Le professeur de français arrive enfin. Nous reprenons nos places habituelles et commençons le cours. Après deux heures de français, la sonnerie annonce la fin du cours. Je sors précipitamment et me dirige vers les toilettes, un endroit silencieux mais souvent fréquenté par les filles. Je me lave le visage avec l'eau glacée du robinet quand soudain j'entends un groupe de filles approcher. Par réflexe, je me cache dans l'une des cabines. Leurs voix me semblent familières, et plus j'écoute, plus je reconnais celles de Brianna et Tiffany :

- Brianna, pourquoi as-tu parler à Serena ? J'espère qu'elle ne sera pas souvent avec nous.

- Ne t'inquiète pas, je lui parle juste par politesse, pour mon image. Je ne vais quand même pas être souvent avec elle, ce serait un cauchemar sinon.

- Heureusement, elle est tellement bizarre cette fille, elle ne sait même pas s'exprimer. ricane Tiffany.

- Et sa mère, n'en parlons pas, une vraie pourriture comme sa fille. Tu savais qu'elle a agressé mon frère devant la supérette une fois ?

- Sérieusement ? Mais elle est folle.

Elles sortent enfin des toilettes en riant. J'aurais dû me méfier de leur fausse sincérité. Je me sens extrêmement mal par rapport aux paroles de Brianna. Je veux juste me faire une nouvelle amie ici, mais je me suis trompée.À la fin des cours, je rate mon dernier bus et plus aucun bus ne vient avant 18 heures. Je décide donc de prendre un taxi. Arrivée devant chez moi avec déception, je paie 20 dollars.

En entrant discrètement, je vois des tas de cartons déjà emballés. La maison est vide, il n'y a plus rien. Je cherche mon père partout en criant, et il me répond :

- Ah, Serena, tu es enfin là ! dit-il avec enthousiasme.

- Oui, mais pourquoi emballer nos affaires ?

- Nous allons déménager ! Je vais ouvrir mon tout premier restaurant là-bas.

- Sérieux ? On va déménager, tu ne m'as jamais rien dit.

- Oui, désolé, je voulais te faire une surprise. Prépare tes affaires, on y va dès maintenant.

- Déjà ? D'accord, j'arrive, je te rejoins dans la voiture.

Je vais enfin changer de lycée et retrouver mon rôle habituel : la fille discrète au fond de la classe, prenant des notes. Gravissant les larges escaliers de notre vieille maison, chargée de cartons remplis de souvenirs, je me dirigeais vers ma chambre, remplie d'anticipation pour cette nouvelle étape de ma vie. Les murs nus et les placards vides témoignent de notre départ imminent.Je prends tout ce dont j'ai besoin pour le long trajet en voiture qui m'attend : une boîte contenant mes livres préférés, un sac avec mes vêtements préférés soigneusement pliés, et mon carnet de croquis, toujours à portée de main pour capturer de nouvelles inspirations.
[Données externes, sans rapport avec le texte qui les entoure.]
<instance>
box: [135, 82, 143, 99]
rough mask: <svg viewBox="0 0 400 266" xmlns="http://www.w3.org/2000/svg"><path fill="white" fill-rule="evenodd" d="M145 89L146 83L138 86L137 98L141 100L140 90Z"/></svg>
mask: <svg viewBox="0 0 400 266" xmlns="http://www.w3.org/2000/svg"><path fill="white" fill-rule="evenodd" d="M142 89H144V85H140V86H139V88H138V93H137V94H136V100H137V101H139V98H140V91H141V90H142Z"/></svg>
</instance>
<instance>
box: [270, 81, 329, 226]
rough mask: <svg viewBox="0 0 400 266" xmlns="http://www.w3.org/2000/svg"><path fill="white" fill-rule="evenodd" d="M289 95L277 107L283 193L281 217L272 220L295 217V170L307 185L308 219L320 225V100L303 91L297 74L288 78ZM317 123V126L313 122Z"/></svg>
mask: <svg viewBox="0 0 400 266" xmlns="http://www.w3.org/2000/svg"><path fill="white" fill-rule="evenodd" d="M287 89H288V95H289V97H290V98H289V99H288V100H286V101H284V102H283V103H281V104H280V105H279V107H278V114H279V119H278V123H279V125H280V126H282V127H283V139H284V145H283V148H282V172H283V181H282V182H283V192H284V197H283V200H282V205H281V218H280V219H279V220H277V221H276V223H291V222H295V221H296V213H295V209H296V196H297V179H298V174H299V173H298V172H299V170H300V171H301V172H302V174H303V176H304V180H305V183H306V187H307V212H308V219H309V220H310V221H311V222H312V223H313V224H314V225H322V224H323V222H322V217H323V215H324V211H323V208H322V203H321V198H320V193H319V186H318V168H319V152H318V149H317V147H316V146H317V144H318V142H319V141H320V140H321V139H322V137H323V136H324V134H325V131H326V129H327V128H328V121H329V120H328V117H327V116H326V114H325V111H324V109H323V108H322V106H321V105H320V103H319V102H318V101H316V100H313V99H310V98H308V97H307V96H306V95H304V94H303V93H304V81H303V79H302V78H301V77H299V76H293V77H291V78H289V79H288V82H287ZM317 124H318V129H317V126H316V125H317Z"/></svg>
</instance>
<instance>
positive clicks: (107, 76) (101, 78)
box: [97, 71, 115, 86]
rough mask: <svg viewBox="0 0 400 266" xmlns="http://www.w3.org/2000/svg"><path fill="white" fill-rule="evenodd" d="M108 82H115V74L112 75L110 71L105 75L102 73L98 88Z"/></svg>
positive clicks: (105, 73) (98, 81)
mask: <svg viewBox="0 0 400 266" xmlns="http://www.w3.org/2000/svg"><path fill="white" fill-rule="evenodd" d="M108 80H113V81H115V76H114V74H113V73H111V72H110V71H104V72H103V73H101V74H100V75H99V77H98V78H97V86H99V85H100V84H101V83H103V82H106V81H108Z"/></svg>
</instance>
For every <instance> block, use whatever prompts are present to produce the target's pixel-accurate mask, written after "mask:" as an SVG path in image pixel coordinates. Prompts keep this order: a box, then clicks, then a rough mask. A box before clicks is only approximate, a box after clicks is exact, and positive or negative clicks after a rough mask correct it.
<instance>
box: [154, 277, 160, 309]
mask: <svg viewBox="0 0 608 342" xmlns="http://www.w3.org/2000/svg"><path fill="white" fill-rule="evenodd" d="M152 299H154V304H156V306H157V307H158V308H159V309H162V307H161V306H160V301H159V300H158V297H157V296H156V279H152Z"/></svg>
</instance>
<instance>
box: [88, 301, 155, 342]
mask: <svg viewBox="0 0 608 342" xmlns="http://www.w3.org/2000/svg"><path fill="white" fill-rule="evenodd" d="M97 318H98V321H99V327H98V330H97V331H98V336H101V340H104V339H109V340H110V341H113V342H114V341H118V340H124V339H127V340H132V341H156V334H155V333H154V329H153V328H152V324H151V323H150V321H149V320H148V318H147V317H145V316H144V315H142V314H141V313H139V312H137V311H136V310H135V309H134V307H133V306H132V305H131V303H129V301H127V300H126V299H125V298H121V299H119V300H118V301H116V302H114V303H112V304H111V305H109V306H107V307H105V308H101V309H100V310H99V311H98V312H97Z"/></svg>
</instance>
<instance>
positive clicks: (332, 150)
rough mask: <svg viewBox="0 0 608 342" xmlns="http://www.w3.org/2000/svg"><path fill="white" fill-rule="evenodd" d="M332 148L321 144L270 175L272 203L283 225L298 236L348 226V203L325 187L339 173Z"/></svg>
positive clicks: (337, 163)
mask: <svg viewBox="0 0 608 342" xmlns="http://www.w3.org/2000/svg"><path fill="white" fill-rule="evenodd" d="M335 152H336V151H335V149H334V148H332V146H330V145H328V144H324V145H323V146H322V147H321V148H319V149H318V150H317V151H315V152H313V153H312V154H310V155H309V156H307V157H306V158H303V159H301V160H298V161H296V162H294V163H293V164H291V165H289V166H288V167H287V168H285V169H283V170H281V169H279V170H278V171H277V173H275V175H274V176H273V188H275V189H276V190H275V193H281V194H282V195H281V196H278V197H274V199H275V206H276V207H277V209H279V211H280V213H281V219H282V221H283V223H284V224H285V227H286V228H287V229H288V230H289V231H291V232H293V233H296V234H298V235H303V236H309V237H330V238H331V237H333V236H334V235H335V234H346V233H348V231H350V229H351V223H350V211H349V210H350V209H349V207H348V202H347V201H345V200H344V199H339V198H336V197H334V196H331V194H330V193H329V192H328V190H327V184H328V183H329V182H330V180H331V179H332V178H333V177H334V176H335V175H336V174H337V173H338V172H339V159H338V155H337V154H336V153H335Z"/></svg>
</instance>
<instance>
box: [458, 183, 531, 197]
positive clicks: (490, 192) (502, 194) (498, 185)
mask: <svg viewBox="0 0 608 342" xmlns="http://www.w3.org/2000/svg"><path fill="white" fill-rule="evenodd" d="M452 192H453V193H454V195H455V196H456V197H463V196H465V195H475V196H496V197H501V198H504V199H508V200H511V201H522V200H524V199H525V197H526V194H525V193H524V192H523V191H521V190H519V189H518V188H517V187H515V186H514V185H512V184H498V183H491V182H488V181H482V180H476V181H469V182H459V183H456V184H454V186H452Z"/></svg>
Après avoir fini de rassembler mes affaires, je rejoins mon père à l'extérieur.Il est en train de ranger quelques cartons dans le coffre déjà plein, tandis que d'autres sont posés sur les sièges arrière de la voiture. Les derniers articles sont soigneusement empilés dans le camion de déménagement stationné à côté de notre entrée. Son visage reflète à la fois l'excitation et la nostalgie alors que nous nous apprêtons à quitter cette maison qui a été notre foyer pendant tant d'années.Je suis impatiente de tout recommencer à zéro, de fuir ce lycée maudit avec ses rumeurs stupides et le harcèlement que j'ai subi. L'idée de découvrir une nouvelle ville et de rencontrer de nouvelles personnes me remplit à la fois d'excitation et d'appréhension.

Je me demande comment sont les gens de cette petite ville, surtout les élèves de mon futur lycée. Malgré tout, une pointe de peur persiste : celle de me faire harceler à nouveau, une peur que je tente de repousser à chaque pensée positive sur cette nouvelle étape de ma vie.